It began with a trickle in the summer of '03, when Baathist guerrillas in Fallujah and Mosul mined the roads with improvised bombs. Soldiers lucky enough to survive those blasts reported a suite of symptoms not seen in other wars. Though the men often looked perfectly fine, they had migraines that lasted for days and eventually turned chronic and disabling, were easily addled by basic tasks or forgot how to do them altogether, erupted in violence over small frustrations, and went weeks without a full night's sleep. By the fall of '04, when Workman's national guard battalion deployed from its base in South Carolina, there were thousands of soldiers thus afflicted, and their syndrome had a name, if no known cure. It was called mild or moderate traumatic brain injury (TBI), a catchall term to distinguish its sufferers from those with penetrating head wounds.
Colonel Geoffrey Ling, an army neurologist, was working at a Baghdad combat hospital at the time. "The insurgency was going full tilt," he says, "and the number of TBIs was overwhelming. I'd treated brain injuries since I was a resident in Baltimore, but these were so much worse. The tissue swelled fast and the vessels burst, coating the brain with blood." Already doctors were calling it the signature wound of the war, but none really knew what they were treating. The damage done by blast waves was well beyond their triage expertise. "We were seeing all these cases, and the question arose: Is this a new disease?"
Though it shares key symptoms with post-traumatic stress disorder, with which it's often confused, mild TBI is a physical wound and will respond only to a personalized program of rehab techniques and drugs. Dimly understood at the cellular level even by the scientists hired to solve it, the syndrome is freakishly hard to treat and can bankrupt a family in short order. (Proper care, which starts in the tens of thousands of dollars, is flimsily covered by insurers.)
For the best possible outcome, early detection is crucial, because troops kept in combat often compound a mild case through exposure to subsequent blasts. But for the first four years of this bomb-driven war, the Department of Defense made little effort to diagnose and sequester these brain-injured soldiers, sending men past the wire to face dozens more explosions while they were symptomatic. Woeful, too, was the department's handling of TBI sufferers after they left the theater. They went largely unscreened when they stepped off the plane at home, received substandard care when they asked for help, and were left to rot in army hospitals, most notoriously at Walter Reed in Washington, D.C. In the past two years, the military has taken measures to redress this, spending millions on research, opening TBI clinics, and training everyone from medics to junior officers to identify injured troops. But for men like Kevin Workman, this is cold comfort. He wants no amends – just treatment and recognition for a wound that has cost him more than he can say.

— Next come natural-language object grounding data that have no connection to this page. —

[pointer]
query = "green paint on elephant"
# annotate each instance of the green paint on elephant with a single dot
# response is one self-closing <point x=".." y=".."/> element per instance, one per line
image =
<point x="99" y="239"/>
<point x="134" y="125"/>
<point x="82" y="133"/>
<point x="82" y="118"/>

To date, nearly 2 million soldiers have served combat tours in Iraq and Afghanistan, but no one in Washington has offered a definitive sense of how many brain-trauma victims have returned. In 2007 the Department of Defense created an agency called the Defense Centers of Excellence to count, treat, and study brain-blast victims. The centers identified about 48,000 cases dating back to 2003 and further asserted that the vast majority of the injuries were mild enough to have healed on their own. But in April 2008, the RAND Corporation ran roughshod over those figures, concluding after an exhaustive nine-month study that more than 300,000 troops had some form of TBI, and only half of them had improved over time.
"They call brain trauma 'the invisible wound'; well, there's nothing less visible than being uncounted," says Paul Rieckhoff, director of Iraq and Afghanistan Veterans of America, the largest and most impactful advocacy group to emerge from the concurrent wars. Rieckhoff, a veteran of the invasion of Baghdad, says his staff is swamped with calls and e-mails from TBI troops or their loved ones, most of them asking how to access care from a military that has largely ignored them. "The VA and DOD paid no attention to this problem the first four years of the war, and now there are all these guys in need of treatment with no clear way to get it. A lot don't even know they have head trauma, or are too afraid to admit it. They think if they raise their hand for help, it's the end of their service career."